Olivier’s advice is to “stick to what you’re good at”.
“Don’t change your business model. Look after your staff, it pays back long-term,” he said.
“Covid is here and we have to live with it. So, let’s start 2021 strong and eager.”
For Clare man Nicky Logue, general manager of the five-star InterContinental Dublin, 2020 is a year he will not forget. With the lockdown, they had to reduce their staff to just 25 in March, though thankfully it is back up to 150 now.
“This is the time of year the hotel would be brimming with domestic and international guests for conferences, charity lunches and dinners. Christmas parties would be booked and the leisure side would be busy with shopping trips, concerts, tourists and home rugby matches,” said Nicky.
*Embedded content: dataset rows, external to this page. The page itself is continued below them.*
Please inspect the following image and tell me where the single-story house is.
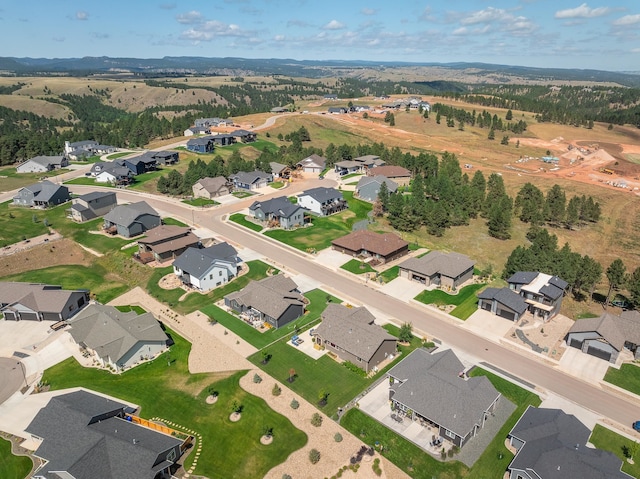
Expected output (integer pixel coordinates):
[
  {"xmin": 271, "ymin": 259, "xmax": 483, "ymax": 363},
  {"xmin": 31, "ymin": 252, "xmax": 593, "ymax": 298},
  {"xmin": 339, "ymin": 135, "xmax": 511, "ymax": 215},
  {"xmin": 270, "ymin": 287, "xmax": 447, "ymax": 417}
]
[
  {"xmin": 507, "ymin": 271, "xmax": 568, "ymax": 321},
  {"xmin": 296, "ymin": 153, "xmax": 327, "ymax": 173},
  {"xmin": 566, "ymin": 311, "xmax": 640, "ymax": 363},
  {"xmin": 229, "ymin": 170, "xmax": 273, "ymax": 190},
  {"xmin": 187, "ymin": 136, "xmax": 215, "ymax": 153},
  {"xmin": 355, "ymin": 175, "xmax": 398, "ymax": 203},
  {"xmin": 399, "ymin": 251, "xmax": 475, "ymax": 289},
  {"xmin": 507, "ymin": 406, "xmax": 631, "ymax": 479},
  {"xmin": 249, "ymin": 196, "xmax": 305, "ymax": 230},
  {"xmin": 331, "ymin": 230, "xmax": 409, "ymax": 263},
  {"xmin": 191, "ymin": 176, "xmax": 233, "ymax": 200},
  {"xmin": 224, "ymin": 274, "xmax": 305, "ymax": 328},
  {"xmin": 0, "ymin": 282, "xmax": 89, "ymax": 321},
  {"xmin": 367, "ymin": 165, "xmax": 411, "ymax": 186},
  {"xmin": 16, "ymin": 156, "xmax": 69, "ymax": 173},
  {"xmin": 138, "ymin": 225, "xmax": 200, "ymax": 263},
  {"xmin": 387, "ymin": 348, "xmax": 501, "ymax": 447},
  {"xmin": 104, "ymin": 201, "xmax": 162, "ymax": 238},
  {"xmin": 26, "ymin": 389, "xmax": 186, "ymax": 479},
  {"xmin": 68, "ymin": 191, "xmax": 118, "ymax": 223},
  {"xmin": 313, "ymin": 303, "xmax": 396, "ymax": 373},
  {"xmin": 69, "ymin": 303, "xmax": 169, "ymax": 371},
  {"xmin": 13, "ymin": 180, "xmax": 71, "ymax": 208},
  {"xmin": 297, "ymin": 186, "xmax": 349, "ymax": 216},
  {"xmin": 173, "ymin": 243, "xmax": 240, "ymax": 291},
  {"xmin": 478, "ymin": 288, "xmax": 528, "ymax": 322}
]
“Since the Level 3 lockdown, weekdays can be eerily quiet as we can’t offer indoor dining to non-residents. When you see the industry you’ve worked in for over 30 years suffer so greatly, it’s hard to see where the end is, but we have to plough on and remain positive.”
Like many other five-star Dublin hotels, they’ve been offering a very good staycation overnight package, including dinner, which has seen them go “from a very low level of occupancy to now reasonable” at weekends.
“Mid-term and Halloween is next up, normally a busy time, but with restrictions we’ll have to wait and see how it plays out.
“Christmas will be different this year given we can’t welcome the large party nights, but we’re seeing demand for leisure domestic bookings, and we’ve had a good response to our Christmas two-night residential package.”
Hotels must hope for locals to stay and spend, Nicky said, and “while things in Dublin five-stars are looking more positive at weekends, it remains far behind any level of normality and sustainable business levels”.
“We still see a long road ahead and it is going to be very tough. The reduction in VAT to 9pc, along with the extension of the Wage Subsidy Scheme, and waiving of rates to the end of the year, will help the sector and hopefully provide a lifeline to many businesses.
“More assistance will be needed to attract visitors back, but we’ll have to wait and see. For now, we will continue to work within the guidelines and restrictions and do the best we can for our business, guests and team.”